Lembrou-se, então, de que fazia muito tempo, desde a última vez que pôde parar em si e contemplar profundamente o fulgurante e encantador brilho lunar. E perguntou pra si:
- Será mesmo que me esqueci de admirar Jaci?! Contudo, sinto que ela certamente não se esqueceu de mim, pois há pouco conversava com meu filhinho...!
Os dias agitados, os muitos afazeres, as preocupações, tudo isso pode nos fazer perder o contato com a natureza e com as coisas simples da vida.

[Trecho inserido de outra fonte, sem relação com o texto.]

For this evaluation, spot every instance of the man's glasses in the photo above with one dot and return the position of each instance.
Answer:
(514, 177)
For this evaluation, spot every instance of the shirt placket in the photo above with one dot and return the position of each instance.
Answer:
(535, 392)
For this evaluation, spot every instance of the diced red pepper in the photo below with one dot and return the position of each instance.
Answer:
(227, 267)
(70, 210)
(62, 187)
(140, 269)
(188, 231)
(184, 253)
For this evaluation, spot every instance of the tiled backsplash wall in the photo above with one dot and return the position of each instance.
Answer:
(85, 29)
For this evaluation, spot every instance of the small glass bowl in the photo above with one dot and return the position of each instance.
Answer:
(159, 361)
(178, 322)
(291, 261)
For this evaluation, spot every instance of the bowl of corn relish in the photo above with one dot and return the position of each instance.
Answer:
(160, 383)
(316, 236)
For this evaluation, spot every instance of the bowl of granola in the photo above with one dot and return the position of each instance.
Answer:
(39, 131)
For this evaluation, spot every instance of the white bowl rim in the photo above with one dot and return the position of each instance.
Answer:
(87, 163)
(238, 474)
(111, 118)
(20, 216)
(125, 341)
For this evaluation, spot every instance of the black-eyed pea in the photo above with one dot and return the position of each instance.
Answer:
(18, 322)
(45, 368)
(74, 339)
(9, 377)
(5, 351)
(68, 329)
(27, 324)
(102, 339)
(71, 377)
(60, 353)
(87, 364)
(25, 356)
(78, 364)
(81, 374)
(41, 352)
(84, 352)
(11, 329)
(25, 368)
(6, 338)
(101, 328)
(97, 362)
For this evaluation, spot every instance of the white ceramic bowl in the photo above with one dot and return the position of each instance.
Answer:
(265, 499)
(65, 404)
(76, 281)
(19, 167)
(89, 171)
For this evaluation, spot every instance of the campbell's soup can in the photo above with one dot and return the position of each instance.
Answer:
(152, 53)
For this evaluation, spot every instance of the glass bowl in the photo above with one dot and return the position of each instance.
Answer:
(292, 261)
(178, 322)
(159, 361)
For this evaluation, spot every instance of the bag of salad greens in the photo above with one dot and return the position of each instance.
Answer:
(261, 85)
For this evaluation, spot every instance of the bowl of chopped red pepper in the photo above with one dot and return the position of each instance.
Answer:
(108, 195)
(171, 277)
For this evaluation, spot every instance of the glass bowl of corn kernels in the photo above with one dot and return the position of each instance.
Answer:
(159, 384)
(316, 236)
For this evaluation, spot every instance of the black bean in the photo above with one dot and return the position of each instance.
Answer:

Começa o ano e, quando menos percebemos, já estamos pela metade e... nesse tempo todo - pois é muito tempo – esquecemo-nos de admirar o céu, as nuvens, um pôr do sol, ou simplesmente apreciar o canto dos pássaros...!
Falta-nos tempo para aproveitar as oportunidades! – é o que alegamos. E quem é capaz de criar tais oportunidades? Apenas nós mesmos, ninguém mais!
O contato com a natureza nos renova as forças e nos proporciona momentos de reflexão, de pensamentos mais leves, sem o peso angustiante da preocupação. Tudo isso faz bem ao espírito e ao corpo. Precisamos recarregar nossas energias, constantemente, e o Grande Espírito Criador nos oportuniza a cada momento diversas fontes naturalmente inesgotáveis de tais recursos.
Não podemos nos deixar ser simplesmente consumidos, pelas preocupações do dia a dia.
A vida é muito mais que acordar, trabalhar, alimentar-se, usufruir de pequenos prazeres, dormir...!
Devemos aproveitar a nossa passagem terrena para aprender com a observação dos acontecimentos naturais, a fim de retirarmos daí as mais sublimes lições de vida necessárias para a continuidade de nossa evolução espiritual, sob pena de termos uma vida afogada em mil afazeres - sem tempo para nada – mas interiormente, vazios, tristes e depressivos.
Assim, não devemos deixar de ver Jaci, nem deixar de observar a natureza, de notar as estrelas, de nos maravilharmos com elas e, principalmente, de escutar o que elas sempre têm a nos dizer.
Que possamos olhar para Jaci e nos deixarmos seduzir pela beleza natural e encantadora de uma noite de LUAR!!!